High Risk, High Reward
Nevertheless, there are various risks associated with the plan to acquire the consumer business of the British bank. Based on the Q3-2025 financial report, HSBC Indonesia recorded a decline in bottom line and top line performance. This poses a risk of diluting return on equity (ROE) for OCBC Indonesia.
In addition, the acquisition will create burdens from the process of merging HSBC Indonesia’s retail business with OCBC Indonesia. Not to mention the differences in preferences of HSBC Indonesia’s customers, who come from the affluent segment, or wealthy clients.
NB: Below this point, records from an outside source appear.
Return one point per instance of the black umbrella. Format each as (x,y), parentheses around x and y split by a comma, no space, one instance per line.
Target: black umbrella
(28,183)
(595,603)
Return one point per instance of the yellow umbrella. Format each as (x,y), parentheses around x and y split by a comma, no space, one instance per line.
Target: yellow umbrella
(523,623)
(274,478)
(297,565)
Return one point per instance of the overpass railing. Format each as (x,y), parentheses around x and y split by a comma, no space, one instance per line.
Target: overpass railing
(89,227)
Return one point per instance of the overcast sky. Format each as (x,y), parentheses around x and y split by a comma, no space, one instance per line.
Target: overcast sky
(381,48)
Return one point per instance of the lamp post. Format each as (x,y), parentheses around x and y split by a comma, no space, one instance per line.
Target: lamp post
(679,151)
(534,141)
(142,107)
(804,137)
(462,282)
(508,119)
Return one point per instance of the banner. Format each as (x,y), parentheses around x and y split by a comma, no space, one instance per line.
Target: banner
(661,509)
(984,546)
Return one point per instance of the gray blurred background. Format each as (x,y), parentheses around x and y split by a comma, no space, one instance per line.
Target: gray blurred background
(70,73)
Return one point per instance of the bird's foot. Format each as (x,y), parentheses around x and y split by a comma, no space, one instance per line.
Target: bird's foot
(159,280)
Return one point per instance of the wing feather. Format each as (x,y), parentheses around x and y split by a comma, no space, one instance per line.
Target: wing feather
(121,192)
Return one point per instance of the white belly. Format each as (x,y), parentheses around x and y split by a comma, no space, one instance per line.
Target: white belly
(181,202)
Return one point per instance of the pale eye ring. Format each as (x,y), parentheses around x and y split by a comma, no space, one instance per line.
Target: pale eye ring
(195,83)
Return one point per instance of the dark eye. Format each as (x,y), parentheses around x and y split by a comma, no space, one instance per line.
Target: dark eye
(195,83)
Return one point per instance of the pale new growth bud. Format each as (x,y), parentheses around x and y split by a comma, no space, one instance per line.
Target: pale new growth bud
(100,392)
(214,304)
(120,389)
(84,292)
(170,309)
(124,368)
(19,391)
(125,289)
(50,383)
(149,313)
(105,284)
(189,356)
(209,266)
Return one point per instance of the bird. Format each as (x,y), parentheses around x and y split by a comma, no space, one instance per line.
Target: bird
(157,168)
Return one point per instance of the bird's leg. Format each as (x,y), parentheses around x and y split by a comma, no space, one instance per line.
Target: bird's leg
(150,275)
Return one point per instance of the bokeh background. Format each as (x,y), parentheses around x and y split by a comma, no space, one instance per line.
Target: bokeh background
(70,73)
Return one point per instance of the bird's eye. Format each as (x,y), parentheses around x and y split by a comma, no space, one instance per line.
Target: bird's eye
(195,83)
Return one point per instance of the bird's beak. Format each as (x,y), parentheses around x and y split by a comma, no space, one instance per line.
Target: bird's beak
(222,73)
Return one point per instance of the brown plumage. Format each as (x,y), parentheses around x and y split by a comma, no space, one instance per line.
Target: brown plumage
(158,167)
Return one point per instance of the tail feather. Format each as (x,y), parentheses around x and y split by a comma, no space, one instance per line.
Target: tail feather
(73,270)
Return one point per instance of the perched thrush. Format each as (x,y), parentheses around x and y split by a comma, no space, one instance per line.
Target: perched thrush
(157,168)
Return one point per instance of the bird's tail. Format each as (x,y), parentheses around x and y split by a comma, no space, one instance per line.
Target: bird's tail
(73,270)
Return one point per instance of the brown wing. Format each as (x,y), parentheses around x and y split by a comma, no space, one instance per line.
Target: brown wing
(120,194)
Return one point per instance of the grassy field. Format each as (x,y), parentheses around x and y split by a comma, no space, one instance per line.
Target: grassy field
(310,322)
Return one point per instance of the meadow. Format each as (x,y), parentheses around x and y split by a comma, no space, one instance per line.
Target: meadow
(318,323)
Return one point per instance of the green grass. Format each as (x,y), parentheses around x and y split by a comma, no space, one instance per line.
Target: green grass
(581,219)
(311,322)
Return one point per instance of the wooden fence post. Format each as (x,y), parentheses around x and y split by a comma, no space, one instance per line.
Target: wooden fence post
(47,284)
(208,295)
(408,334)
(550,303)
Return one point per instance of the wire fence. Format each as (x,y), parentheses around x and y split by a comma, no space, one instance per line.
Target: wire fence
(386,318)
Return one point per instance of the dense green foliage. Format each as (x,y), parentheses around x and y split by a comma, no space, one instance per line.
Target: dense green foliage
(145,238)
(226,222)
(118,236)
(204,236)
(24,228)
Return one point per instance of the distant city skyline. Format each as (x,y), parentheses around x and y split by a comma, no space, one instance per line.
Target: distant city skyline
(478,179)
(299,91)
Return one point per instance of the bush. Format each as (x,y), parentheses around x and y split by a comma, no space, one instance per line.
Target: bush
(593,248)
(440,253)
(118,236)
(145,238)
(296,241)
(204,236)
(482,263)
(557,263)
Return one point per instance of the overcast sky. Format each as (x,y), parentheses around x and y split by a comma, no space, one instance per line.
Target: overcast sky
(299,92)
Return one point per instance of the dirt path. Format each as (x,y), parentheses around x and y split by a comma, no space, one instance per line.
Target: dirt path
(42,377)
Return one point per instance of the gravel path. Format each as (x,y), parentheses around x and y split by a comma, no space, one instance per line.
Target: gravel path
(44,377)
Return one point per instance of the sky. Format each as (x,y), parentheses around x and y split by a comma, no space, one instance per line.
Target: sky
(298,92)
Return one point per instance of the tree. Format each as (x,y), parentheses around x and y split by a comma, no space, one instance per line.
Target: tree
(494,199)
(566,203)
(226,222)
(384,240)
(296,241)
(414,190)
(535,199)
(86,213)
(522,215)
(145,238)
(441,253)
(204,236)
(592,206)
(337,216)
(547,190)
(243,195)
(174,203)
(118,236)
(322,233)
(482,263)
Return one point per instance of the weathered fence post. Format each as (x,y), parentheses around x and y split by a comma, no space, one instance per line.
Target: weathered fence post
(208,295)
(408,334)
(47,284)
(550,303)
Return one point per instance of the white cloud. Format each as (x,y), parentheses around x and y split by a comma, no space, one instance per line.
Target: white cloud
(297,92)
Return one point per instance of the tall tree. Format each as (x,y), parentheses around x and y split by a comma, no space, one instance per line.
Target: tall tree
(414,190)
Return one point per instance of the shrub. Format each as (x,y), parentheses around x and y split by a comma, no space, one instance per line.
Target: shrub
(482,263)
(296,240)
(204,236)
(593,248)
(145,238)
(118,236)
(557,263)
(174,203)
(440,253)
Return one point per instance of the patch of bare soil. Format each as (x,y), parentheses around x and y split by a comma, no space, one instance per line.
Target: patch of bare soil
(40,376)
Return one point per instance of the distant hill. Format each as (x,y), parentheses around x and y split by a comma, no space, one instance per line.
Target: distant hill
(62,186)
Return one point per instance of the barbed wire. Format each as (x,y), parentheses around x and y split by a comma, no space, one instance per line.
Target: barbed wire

Advisor at the Banking and Finance Development Centre (BFDC), Amin Nurdin, described the news of the acquisition of HSBC Indonesia’s retail business as “high risk, high reward.” He acknowledged that strategically, it makes sense and aligns with HSBC’s global trend of rationalising its retail business and focusing more on wealth and wholesale banking.
“However, in my view, this is a strategically attractive transaction, but high risk-high reward. The key to its success is not the acquisition itself, but the post-merger integration discipline,” said Amin when contacted by CNBC Indonesia on Monday (20/4/2026).
He stated that OCBC must be able to maintain the quality of service for existing HSBC customers, execute seamless integration, and optimise synergies without excessively sacrificing short-term profitability.
“Thus, in the medium term, this transaction could become value accretive, and vice versa if not, the risk of ROE dilution and loss of premium customers becomes very real,” explained Amin.
In agreement, the Head of the Macro Economics and Finance Centre at the Institute for Development of Economics and Finance (INDEF), M. Rizal Taufikurahman, assessed that OCBC’s acquisition of HSBC Indonesia’s consumer unit is strategically rational. Especially in the context of non-organic expansion in a market with a large middle-class base.
“OCBC indeed has room to grow from a capital perspective and tends to be more conservative in credit expansion, so this step could accelerate penetration in the retail and wealth management segments,” said Rizal when contacted by CNBC Indonesia on Monday (20/4/2026).
However, he noted that the main risk lies in the integration phase, from merger costs, organisational cultural differences, to potential customer attrition, considering that HSBC customers are generally from the premium segment with high service expectations.
From a performance perspective, Rizal mentioned that potential short-term ROE dilution is a concern, especially if the acquired unit’s profitability is declining. Additionally, differences in customer profiles between HSBC and OCBC NISP risk creating a “mismatch” in business strategy if not managed properly.
“In other words, the success of this transaction greatly depends on the quality of post-merger integration execution in maintaining customer loyalty and improving efficiency. If successful, this could be a strategic leap; however, if not, cost burdens and profitability pressures will be significant consequences,” stated Rizal.
Other Acquisition Plans
OCBC Indonesia is also preparing capital to acquire two entities owned by its parent company, OCBC Bank. This is in fulfilment of its role as the financial conglomerate holding company in accordance with the Financial Services Authority (OJK) regulations.
Therefore, the OCBC Indonesia AGMS on 9 April 2026 has agreed to the takeover of shares in PT OCBC Sekuritas Indonesia and PT Great Eastern Life Indonesia.